En complément de ces six tableaux de retraités, on croisera, en vrac : une jeune vendeuse de supermarché bien troublée par une de ses collègues (Tirunesh), un timide amoureux d'une rockeuse (The Clash), une fillette du Burundi âgée de deux ans accueillie à l'aéroport par celle qui rêve sur sa photo d'identité depuis des mois (Kadja Nin), des professeurs en mal d'amour dont la férocité n'a rien à envier à celle de leurs élèves (Tarzan), un couple de classe moyenne fossilisé dont les yeux se trouveront dessillés par leur fils lors de sa remise de diplôme (Angela), deux copines d'enfance unies par leur solitude mais rongées d'aigreur (Mola mola).
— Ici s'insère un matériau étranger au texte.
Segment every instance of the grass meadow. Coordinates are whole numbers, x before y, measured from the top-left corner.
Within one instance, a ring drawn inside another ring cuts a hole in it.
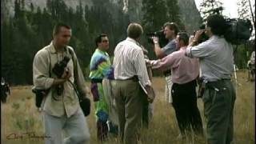
[[[244,71],[238,72],[237,98],[234,106],[234,143],[252,144],[255,142],[255,83],[246,82],[247,74]],[[233,82],[235,82],[233,79]],[[86,83],[89,86],[89,83]],[[189,134],[186,139],[177,139],[178,128],[174,110],[164,98],[165,79],[154,78],[153,85],[157,98],[154,102],[154,111],[148,130],[142,130],[141,144],[202,144],[206,143],[205,138]],[[90,96],[91,98],[91,96]],[[93,105],[92,105],[93,106]],[[204,130],[206,122],[203,116],[202,99],[198,99]],[[100,143],[96,138],[96,124],[94,106],[87,122],[90,131],[90,143]],[[42,120],[40,112],[34,105],[34,96],[31,86],[11,87],[11,94],[6,104],[1,104],[1,142],[3,144],[42,144],[42,138],[23,137],[9,139],[8,136],[34,132],[36,135],[43,135]],[[117,138],[110,135],[106,144],[119,143]]]

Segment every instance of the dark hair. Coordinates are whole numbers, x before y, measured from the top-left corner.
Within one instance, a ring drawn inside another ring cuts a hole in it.
[[[174,30],[175,35],[178,33],[178,25],[175,22],[166,22],[163,25],[163,27],[168,27],[170,30]]]
[[[58,24],[55,25],[54,27],[53,35],[58,34],[59,33],[60,29],[61,29],[62,27],[65,27],[65,28],[66,28],[66,29],[68,29],[68,30],[70,30],[70,29],[71,29],[71,27],[70,27],[70,26],[68,26],[68,25],[66,25],[66,24],[64,24],[64,23],[58,23]]]
[[[131,38],[138,38],[142,34],[142,26],[138,23],[130,23],[127,27],[127,36]]]
[[[222,15],[213,14],[207,18],[207,26],[210,27],[210,31],[215,35],[223,35],[227,28],[226,21]]]
[[[182,40],[185,46],[187,46],[189,44],[189,35],[186,32],[179,32],[178,33],[178,39]]]
[[[97,47],[98,47],[98,43],[102,42],[102,38],[103,38],[103,37],[107,37],[107,35],[106,34],[101,34],[98,37],[96,37],[95,44],[96,44]]]

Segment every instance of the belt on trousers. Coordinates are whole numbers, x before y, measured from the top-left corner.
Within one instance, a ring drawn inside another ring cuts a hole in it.
[[[170,76],[171,74],[171,70],[168,70],[163,72],[163,74],[165,75],[165,77]]]
[[[220,89],[219,87],[220,83],[223,82],[224,81],[230,81],[230,78],[222,78],[214,82],[208,82],[206,83],[206,88],[214,89],[216,91],[218,91]]]
[[[134,81],[134,82],[138,82],[138,78],[137,75],[134,75],[134,76],[133,76],[133,77],[131,77],[131,78],[127,78],[127,79],[115,79],[115,80],[117,80],[117,81],[133,80],[133,81]]]
[[[90,82],[91,83],[102,83],[102,80],[103,79],[101,79],[101,78],[94,78],[94,79],[91,79],[90,80]]]

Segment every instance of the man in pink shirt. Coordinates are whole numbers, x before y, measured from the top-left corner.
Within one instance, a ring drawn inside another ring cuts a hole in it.
[[[187,34],[179,33],[177,37],[179,50],[162,59],[146,62],[153,69],[171,69],[171,79],[174,83],[171,90],[173,106],[182,138],[186,137],[186,131],[191,130],[190,126],[195,134],[202,135],[202,123],[196,94],[199,62],[197,58],[185,56],[188,42]]]

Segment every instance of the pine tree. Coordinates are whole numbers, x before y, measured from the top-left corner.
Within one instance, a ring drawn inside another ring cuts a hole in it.
[[[177,0],[166,0],[167,18],[169,22],[176,22],[180,30],[185,29],[181,19],[181,14]]]
[[[165,0],[142,0],[142,26],[145,31],[159,30],[167,21]]]
[[[251,36],[251,38],[254,38],[255,37],[255,20],[254,20],[254,13],[255,13],[255,4],[252,6],[252,9],[254,10],[254,12],[251,14],[250,11],[250,3],[249,0],[239,0],[238,2],[238,17],[241,19],[249,19],[252,25],[254,26],[254,30],[253,34]],[[253,15],[252,15],[253,14]]]
[[[202,17],[203,21],[206,21],[207,17],[212,14],[214,12],[207,13],[208,10],[218,8],[222,6],[223,3],[219,0],[202,0],[202,3],[200,4],[200,14]],[[222,11],[220,11],[222,14]]]

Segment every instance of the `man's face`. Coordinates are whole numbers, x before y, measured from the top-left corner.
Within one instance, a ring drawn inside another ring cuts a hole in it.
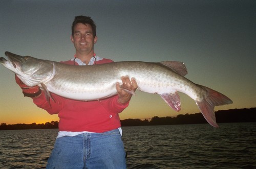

Agnès Dumont, dans ces nouvelles faussement anodines, nous plonge dans l'intimité d'êtres ordinaires ancrés dans la réalité du quotidien. Mais si chaque personnage s'exprime à la première personne, il y a dans son ombre tous ceux qui lui ressemblent dans l'instant, vous, moi, les nôtres.
Et à travers le récit de chacun, par cette juxtaposition des situations et des êtres, c'est une fresque de nos existences contemporaines avec son lot d'espoirs et de résistances, de désillusions et de frustrations, de solitude et de vieillissement, d'angoisse face à l'avenir et de fragilité dans le rapport à l'autre, qui se dessine.
Des tranches de vies capturées avec bienveillance et humour dans un miroir fêlé, avec des personnages souvent moins consensuels qu'il n'y paraîtrait à première vue. Certains ont même un caractère bien trempé ou flirtent avec la misanthropie. Et dans ces récits moulés à l'aune du ressenti de leur narrateur, parasité parfois par celui de la partie adverse, une confrontation larvée, étouffée, mais bien présente, se fait jour. Comme une rage travestie sous les habits de la bonne éducation et de la bienséance. L'univers d'Agnès Dumont n'est pas celui du drame, de la violence ou des faits divers, plutôt celui des doigts coincés dans la porte, des maladresses ou des occasions manquées, des bêtises et des regrets.

La ville de Liège sert de décor à la presque totalité des nouvelles mais uniquement comme une toile de fond discrètement esquissée à laquelle peut se superposer toute autre ville de notre connaissance.

Au fil des pages sont égrenées des références artistiques ou historiques : musique avec Gainsbourg, The Clash, Frank Sinatra ou Vincent Delerm, cinéma (ou série TV) avec Jeanne Moreau, JR de "Dallas", Julia Roberts ou Bruno Cremer, mais aussi lutte d'Angela Davis... Des personnalités publiques qui, selon les récits, accompagnent certains des protagonistes ou ne font qu'apparaître dans le titre ou en mode allusif au détour d'une phrase, et permettent de dater l'ensemble, constituant comme des points d'ancrage dans le monde extérieur.

Chaque nouvelle constitue une aventure originale avec un univers et une atmosphère bien à elle.
La palette dont la nouvelliste dispose pour traduire et provoquer les émotions est composée de suffisamment de nuances pour que le bouquet soit harmonieux mais varié.
Le style d'Agnès Dumont est plutôt classique et discret. Mais les expressions imagées, le ton gentiment distancié et humoristique (voire facétieux) dont elle aime user, conjugués à un goût prononcé pour les effets de surprise et les chutes inattendues aptes à faire rebondir l'intérêt de nouvelle en nouvelle, donnent une vivacité certaine à l'ensemble.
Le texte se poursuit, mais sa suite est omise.